The smoke blocked their access to whatever it was preparing. Which made me think we were about to face something we hadn’t seen before. Within a few minutes, the sound of crumbling leaves started. Smoke poured out of the trees.
“Could be a mental attack,” I said. “It’ll pull your worst memories from you and force you to relive them again. Don’t listen to anything it tries to whisper to you.”
“What if this is my worst memory?” Kenna asked.
I rolled my eyes. “What a charmed life you must’ve had.”
Donovan held his arms out, bringing us all to a stop. He took my hand, charging the energy between us. Out of the smoke, a hedgehog the size of a small kitten waddled onto the trail. He turned his itty black eyes up to me and wiggled his nose. I wanted to build him a dollhouse and dress him in top hats and bowties.
“He’s so cute.” I crouched in front of him and held out my hand.
His eyes turned red and he bared his teeth. He hissed at me and began to expand.

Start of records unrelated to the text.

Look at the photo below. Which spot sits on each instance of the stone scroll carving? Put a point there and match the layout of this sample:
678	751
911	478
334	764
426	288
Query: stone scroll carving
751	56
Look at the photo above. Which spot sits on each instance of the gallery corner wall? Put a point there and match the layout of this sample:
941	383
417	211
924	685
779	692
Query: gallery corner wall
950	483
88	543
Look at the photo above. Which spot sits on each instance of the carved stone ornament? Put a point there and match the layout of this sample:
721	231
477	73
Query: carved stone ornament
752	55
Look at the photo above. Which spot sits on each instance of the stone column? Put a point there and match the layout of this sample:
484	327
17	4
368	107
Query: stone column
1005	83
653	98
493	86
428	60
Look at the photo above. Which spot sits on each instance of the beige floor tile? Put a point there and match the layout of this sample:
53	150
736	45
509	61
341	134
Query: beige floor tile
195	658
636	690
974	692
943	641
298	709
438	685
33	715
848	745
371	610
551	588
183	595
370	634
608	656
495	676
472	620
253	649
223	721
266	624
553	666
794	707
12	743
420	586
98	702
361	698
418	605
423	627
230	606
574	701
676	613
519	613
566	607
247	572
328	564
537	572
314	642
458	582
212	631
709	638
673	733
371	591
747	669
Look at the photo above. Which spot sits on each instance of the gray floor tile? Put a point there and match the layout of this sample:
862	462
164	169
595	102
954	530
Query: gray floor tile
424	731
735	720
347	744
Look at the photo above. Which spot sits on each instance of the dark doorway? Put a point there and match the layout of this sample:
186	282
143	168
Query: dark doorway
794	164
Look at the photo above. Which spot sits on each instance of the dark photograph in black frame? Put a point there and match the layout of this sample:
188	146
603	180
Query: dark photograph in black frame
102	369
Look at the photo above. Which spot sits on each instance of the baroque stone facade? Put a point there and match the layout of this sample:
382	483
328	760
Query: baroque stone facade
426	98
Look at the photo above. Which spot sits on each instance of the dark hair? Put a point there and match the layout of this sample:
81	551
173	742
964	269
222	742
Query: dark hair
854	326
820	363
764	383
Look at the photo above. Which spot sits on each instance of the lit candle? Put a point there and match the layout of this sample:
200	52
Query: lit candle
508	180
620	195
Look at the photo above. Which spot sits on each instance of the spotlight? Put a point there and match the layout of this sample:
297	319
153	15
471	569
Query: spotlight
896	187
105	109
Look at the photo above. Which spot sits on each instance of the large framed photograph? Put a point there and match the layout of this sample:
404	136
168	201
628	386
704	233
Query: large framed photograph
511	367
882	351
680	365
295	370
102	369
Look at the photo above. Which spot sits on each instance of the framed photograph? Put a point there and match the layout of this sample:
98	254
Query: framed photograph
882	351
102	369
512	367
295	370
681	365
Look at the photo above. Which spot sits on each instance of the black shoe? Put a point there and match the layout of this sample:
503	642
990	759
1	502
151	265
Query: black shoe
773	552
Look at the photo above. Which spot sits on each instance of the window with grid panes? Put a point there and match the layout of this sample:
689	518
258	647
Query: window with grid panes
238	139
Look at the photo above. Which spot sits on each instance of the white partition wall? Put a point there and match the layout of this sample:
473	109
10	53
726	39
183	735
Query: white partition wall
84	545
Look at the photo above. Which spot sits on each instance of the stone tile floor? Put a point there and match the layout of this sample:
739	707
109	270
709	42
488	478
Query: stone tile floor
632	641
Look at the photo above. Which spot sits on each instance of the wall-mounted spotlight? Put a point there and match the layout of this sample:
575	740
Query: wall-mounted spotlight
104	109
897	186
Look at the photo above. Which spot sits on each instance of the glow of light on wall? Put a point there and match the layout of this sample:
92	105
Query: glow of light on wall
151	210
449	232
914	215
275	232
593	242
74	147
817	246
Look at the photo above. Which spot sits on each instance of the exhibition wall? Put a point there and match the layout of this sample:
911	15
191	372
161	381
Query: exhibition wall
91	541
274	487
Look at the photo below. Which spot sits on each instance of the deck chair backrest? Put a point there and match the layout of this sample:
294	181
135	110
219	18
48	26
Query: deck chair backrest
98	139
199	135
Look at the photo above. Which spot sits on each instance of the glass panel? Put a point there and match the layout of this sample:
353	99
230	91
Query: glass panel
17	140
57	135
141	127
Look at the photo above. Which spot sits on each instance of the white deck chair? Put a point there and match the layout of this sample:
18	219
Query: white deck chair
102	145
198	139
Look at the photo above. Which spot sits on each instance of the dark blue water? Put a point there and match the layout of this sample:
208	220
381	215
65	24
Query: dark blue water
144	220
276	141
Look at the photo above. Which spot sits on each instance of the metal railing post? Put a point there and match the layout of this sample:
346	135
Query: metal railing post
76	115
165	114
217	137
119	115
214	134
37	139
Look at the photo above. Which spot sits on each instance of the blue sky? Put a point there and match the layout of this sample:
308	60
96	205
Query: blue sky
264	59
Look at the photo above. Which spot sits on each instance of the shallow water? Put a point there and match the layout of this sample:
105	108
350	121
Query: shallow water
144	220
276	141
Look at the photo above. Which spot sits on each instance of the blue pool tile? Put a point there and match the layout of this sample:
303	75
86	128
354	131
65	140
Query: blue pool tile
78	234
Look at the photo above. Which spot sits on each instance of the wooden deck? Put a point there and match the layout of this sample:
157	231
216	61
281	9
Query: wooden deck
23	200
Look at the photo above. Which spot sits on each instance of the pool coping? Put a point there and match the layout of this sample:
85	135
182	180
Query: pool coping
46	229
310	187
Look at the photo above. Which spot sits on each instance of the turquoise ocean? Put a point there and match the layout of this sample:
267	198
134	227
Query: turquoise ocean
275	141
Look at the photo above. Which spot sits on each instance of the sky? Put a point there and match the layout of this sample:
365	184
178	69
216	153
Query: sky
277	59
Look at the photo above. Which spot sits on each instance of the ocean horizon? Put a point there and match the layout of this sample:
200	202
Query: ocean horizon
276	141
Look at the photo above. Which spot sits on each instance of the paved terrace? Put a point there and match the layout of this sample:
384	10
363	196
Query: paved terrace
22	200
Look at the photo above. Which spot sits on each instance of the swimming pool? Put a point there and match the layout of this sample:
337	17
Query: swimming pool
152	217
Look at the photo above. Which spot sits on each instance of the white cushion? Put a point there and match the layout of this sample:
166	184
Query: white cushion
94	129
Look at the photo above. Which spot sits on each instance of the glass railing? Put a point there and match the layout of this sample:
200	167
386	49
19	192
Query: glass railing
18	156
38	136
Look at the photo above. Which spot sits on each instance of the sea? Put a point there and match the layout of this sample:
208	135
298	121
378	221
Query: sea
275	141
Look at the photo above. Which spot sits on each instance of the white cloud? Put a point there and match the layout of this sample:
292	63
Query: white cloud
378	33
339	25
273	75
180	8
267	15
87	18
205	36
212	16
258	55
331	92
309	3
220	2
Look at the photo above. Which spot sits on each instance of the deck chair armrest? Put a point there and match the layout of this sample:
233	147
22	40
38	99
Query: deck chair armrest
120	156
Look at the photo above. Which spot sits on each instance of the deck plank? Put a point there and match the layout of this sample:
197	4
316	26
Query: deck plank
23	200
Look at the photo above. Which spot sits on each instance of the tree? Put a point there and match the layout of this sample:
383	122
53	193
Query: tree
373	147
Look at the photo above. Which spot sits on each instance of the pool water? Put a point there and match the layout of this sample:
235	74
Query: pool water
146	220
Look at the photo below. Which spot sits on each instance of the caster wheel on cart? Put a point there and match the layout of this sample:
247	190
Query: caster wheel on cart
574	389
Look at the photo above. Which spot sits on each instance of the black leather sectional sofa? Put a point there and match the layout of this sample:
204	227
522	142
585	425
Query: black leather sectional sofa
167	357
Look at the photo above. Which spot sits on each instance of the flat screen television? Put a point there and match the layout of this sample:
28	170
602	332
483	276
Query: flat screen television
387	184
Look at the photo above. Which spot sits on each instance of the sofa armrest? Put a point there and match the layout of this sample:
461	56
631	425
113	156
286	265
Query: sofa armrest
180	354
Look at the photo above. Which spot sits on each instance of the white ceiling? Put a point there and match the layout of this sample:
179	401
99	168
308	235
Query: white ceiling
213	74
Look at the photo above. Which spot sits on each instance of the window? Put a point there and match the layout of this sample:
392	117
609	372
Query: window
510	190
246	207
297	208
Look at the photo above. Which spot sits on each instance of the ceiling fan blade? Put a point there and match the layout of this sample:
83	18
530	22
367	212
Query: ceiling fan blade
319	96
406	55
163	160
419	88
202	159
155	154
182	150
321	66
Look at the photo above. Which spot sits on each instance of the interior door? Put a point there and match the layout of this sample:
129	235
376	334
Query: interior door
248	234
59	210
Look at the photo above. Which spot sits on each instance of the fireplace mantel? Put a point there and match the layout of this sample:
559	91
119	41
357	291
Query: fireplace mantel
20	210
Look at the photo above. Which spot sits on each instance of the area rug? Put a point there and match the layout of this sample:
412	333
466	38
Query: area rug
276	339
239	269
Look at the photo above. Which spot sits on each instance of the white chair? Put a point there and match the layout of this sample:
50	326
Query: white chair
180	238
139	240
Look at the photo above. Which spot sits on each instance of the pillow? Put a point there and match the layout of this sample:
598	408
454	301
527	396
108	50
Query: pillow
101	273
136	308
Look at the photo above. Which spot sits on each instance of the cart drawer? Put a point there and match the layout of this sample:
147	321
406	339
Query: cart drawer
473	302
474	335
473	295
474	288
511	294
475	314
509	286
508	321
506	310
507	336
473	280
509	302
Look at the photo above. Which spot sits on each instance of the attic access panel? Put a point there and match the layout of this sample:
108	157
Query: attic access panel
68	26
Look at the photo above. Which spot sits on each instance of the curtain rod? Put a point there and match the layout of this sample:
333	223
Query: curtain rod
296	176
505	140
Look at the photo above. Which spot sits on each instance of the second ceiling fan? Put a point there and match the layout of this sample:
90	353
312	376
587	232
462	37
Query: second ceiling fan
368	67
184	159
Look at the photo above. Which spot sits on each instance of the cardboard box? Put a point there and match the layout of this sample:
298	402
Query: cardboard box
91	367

It was like watching a balloon fill with helium. The tiny little hedgehog became a six-foot monster with spikes along his back that stuck straight up, their points sharper than knives.
I backed away slowly. “Less cute now.”
Donovan grabbed my wrist and pulled me against his side as a stream of fire shot past me, close enough to singe the hair off my arm. The hedgehog instantly caught fire and exploded in a cloud of dust and ash. Only a pile of matchstick-sized needles remained on the path.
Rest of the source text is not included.